All the bells, or having 802.11k/r/v on.

Now we’ll turn on 802.11r and do the same thing as we did outline in this post. Our test SSID has 802.11k/r/v enabled, and I instantly noticed with 11r enabled how quickly my client switched from one AP to another. I noticed this when I was walking away from Access Point c4 and where I rejoined AP 23. As I walked away from AP 23, I joined c4 in roughly the same spot as yesterday. However, when I walked back towards AP 23, I joined closer to the AP vs. when I walked past the AP. 

So here we see a little section of my office, I started in the back(the top of the image) and walked towards AP c4, which is on the bottom of the image. The little red “X” marks the AP locations, 23 at the top and c4 at the bottom. As I walked towards c4, the green X marks when I saw my device change. I then waited about three seconds; then I walked back to AP 23. The blue X is where I saw the client change to AP 23.

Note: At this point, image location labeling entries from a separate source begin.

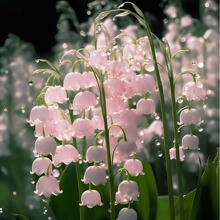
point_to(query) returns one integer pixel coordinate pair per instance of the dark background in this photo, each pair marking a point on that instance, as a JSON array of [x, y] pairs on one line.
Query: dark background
[[35, 21]]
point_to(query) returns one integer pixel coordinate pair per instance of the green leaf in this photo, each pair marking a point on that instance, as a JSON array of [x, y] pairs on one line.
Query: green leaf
[[163, 211], [147, 205], [206, 202], [19, 217], [49, 64], [66, 205]]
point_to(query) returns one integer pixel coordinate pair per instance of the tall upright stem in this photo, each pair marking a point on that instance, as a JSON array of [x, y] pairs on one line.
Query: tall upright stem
[[165, 124], [110, 173], [176, 146], [78, 174]]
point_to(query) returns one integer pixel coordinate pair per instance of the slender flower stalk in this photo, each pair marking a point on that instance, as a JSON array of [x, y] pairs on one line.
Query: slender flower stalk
[[165, 124], [110, 173], [176, 145], [78, 174]]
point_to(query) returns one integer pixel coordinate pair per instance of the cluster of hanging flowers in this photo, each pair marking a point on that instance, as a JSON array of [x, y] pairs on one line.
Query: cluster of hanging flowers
[[102, 100]]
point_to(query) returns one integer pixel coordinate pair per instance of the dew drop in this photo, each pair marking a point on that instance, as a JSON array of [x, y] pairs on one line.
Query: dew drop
[[56, 173], [159, 154], [30, 83], [157, 117], [180, 100], [157, 142]]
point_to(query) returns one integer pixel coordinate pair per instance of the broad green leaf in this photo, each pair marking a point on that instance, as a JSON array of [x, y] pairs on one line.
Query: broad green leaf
[[49, 64], [147, 204], [206, 202], [163, 211], [66, 205], [19, 217]]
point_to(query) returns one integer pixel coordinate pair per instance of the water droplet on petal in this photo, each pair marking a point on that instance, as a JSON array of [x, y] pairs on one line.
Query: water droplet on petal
[[30, 83], [157, 142], [180, 100], [56, 173], [159, 153]]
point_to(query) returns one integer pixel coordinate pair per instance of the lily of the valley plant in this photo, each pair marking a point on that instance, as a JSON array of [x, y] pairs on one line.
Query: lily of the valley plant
[[89, 126]]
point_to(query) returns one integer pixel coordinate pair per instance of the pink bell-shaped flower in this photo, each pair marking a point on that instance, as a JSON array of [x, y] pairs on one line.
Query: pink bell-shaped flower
[[126, 149], [42, 165], [90, 80], [84, 100], [45, 145], [145, 83], [91, 198], [47, 185], [98, 59], [134, 167], [146, 106], [55, 94], [65, 154], [115, 105], [173, 153], [113, 87], [96, 154], [95, 175], [194, 91], [127, 191], [64, 130], [190, 141], [39, 114], [83, 127], [127, 214], [190, 116], [73, 81]]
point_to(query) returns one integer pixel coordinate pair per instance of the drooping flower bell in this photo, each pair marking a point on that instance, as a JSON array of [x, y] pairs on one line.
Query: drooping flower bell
[[91, 198], [55, 94], [95, 175], [190, 141], [73, 81], [45, 145], [134, 167], [144, 84], [173, 153], [146, 106], [127, 192], [42, 165], [65, 154], [96, 154], [194, 91], [39, 114], [47, 185], [127, 214], [190, 116], [124, 150], [83, 101], [83, 127]]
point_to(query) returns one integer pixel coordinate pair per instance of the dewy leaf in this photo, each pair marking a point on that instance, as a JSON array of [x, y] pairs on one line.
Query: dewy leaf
[[44, 71], [49, 63], [147, 205], [19, 217], [206, 202], [66, 205], [139, 12], [123, 14]]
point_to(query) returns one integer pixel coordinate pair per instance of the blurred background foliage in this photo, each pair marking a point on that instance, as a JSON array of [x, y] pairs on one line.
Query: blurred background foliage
[[45, 29]]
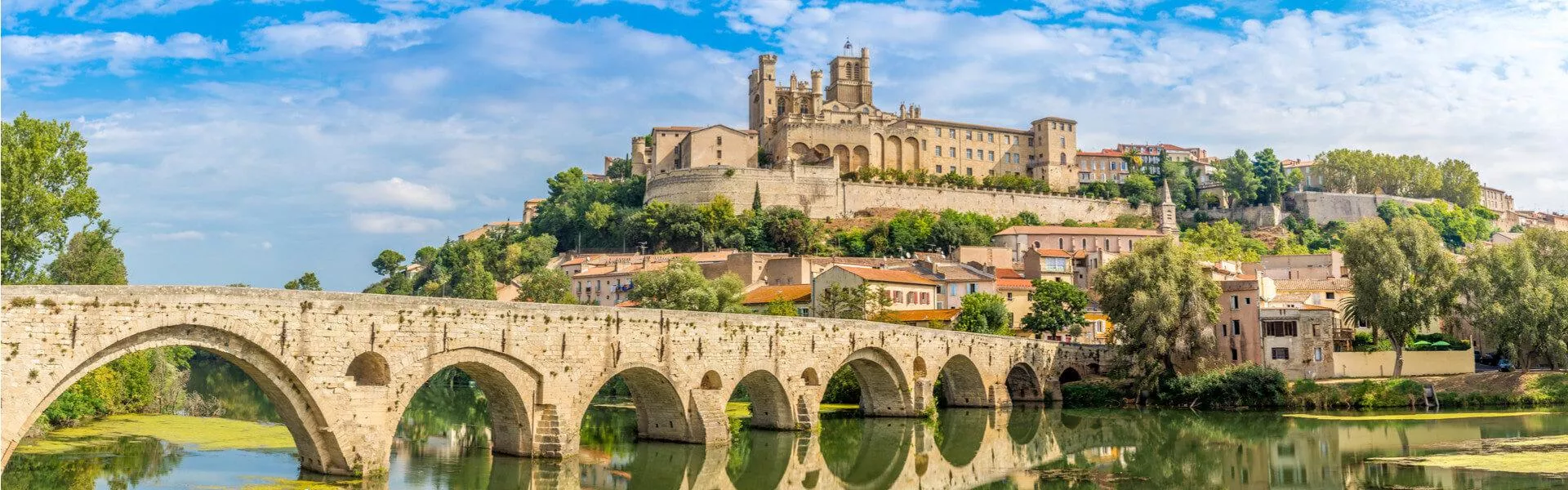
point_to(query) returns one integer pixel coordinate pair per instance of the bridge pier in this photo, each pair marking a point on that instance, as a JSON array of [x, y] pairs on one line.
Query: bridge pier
[[342, 368]]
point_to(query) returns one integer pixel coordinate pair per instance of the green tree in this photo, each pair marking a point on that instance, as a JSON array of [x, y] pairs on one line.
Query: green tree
[[546, 286], [1138, 189], [388, 263], [1517, 294], [306, 282], [472, 280], [855, 304], [1460, 184], [782, 306], [1056, 306], [1402, 278], [620, 168], [683, 286], [90, 258], [1239, 178], [1160, 301], [44, 184], [983, 313], [1223, 241]]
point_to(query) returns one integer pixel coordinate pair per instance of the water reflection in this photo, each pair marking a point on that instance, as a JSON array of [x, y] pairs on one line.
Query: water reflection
[[444, 437]]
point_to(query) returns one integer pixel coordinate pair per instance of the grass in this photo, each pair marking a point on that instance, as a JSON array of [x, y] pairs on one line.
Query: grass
[[204, 434], [744, 408], [1545, 462], [1411, 416]]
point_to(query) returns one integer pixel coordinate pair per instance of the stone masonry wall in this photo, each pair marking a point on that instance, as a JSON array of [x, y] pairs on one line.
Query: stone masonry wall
[[538, 363], [819, 192]]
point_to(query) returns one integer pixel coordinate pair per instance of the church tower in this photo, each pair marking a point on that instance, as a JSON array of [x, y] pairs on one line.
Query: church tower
[[1165, 214], [763, 91], [852, 78]]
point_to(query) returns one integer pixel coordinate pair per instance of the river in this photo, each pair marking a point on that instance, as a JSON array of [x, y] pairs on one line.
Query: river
[[443, 440]]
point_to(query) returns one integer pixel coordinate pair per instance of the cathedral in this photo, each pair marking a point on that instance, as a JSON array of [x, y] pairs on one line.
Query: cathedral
[[840, 126]]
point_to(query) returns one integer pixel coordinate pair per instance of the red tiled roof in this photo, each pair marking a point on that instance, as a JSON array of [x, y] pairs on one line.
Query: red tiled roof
[[768, 294], [1015, 285], [1079, 229], [882, 275], [924, 314]]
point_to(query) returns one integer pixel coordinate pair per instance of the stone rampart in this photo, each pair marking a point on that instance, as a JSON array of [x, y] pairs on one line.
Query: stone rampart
[[1333, 206], [821, 194]]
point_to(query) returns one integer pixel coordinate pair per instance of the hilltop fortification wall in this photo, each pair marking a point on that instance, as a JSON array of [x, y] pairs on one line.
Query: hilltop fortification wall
[[821, 194]]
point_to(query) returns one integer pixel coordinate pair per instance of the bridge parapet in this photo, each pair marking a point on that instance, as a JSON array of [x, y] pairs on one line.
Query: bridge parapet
[[342, 368]]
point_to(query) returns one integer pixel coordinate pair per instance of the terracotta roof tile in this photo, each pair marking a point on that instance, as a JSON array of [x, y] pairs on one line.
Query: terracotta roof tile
[[924, 314], [1079, 231], [883, 275], [768, 294]]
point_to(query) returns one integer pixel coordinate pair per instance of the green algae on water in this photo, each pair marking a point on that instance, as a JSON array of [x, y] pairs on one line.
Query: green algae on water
[[204, 434], [1411, 416]]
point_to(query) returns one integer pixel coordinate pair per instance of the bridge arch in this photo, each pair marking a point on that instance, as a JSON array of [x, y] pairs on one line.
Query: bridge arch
[[661, 408], [884, 391], [1022, 384], [770, 403], [295, 404], [961, 384], [510, 387]]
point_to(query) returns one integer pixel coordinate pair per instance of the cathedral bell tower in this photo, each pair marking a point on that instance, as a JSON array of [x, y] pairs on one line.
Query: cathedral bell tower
[[852, 78]]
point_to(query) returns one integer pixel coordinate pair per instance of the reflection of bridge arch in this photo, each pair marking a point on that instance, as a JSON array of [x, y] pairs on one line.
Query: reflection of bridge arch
[[296, 408], [960, 432], [341, 368], [869, 457], [510, 388]]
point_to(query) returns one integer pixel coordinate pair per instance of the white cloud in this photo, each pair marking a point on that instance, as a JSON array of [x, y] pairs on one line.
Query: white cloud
[[1106, 18], [132, 8], [121, 52], [417, 81], [394, 192], [746, 16], [681, 7], [337, 32], [189, 234], [1196, 11], [391, 224]]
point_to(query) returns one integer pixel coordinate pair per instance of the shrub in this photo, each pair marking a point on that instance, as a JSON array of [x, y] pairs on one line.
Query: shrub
[[1247, 385], [1392, 393], [1085, 394]]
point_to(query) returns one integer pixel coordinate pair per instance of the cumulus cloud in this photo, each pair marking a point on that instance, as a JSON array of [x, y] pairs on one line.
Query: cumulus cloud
[[394, 192], [189, 234], [391, 224], [119, 52], [1196, 11], [337, 32]]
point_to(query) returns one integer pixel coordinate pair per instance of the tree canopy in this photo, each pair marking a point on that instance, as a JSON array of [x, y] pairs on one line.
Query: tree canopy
[[1402, 278], [44, 185], [1160, 301], [1056, 306], [683, 286], [983, 313]]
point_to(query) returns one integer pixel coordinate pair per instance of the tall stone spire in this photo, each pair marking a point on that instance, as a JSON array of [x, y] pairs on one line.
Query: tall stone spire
[[1165, 214]]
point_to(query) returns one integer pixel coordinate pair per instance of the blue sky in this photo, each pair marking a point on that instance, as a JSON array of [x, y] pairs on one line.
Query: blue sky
[[256, 140]]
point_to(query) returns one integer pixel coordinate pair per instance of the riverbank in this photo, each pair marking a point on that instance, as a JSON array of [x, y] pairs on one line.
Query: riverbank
[[198, 432]]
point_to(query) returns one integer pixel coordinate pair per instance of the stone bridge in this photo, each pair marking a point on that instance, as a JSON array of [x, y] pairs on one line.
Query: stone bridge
[[341, 368]]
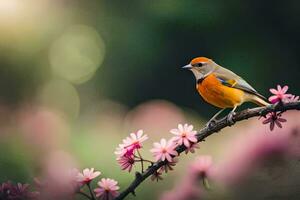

Now, if we look at the join locations with when 11r disabled, we’ll see something different.

I joined AP c4 in roughly the same spot, but when I walked back to AP 23, I didn’t rejoin until almost the same spot as where I started.

It shows that over two days, my device would join AP c4 in roughly the same spot. However, AP 23 acted differently. Reasons could be my device went to sleep, and I didn’t notice as I walked back around AP 23, which would cause it to join at a later physical spot.

Or, maybe the device did roam correctly, but thought it needed to stay on AP c4 longer, the sticky client scenario — remember client devices ultimately make the roaming decision, not the Access Points.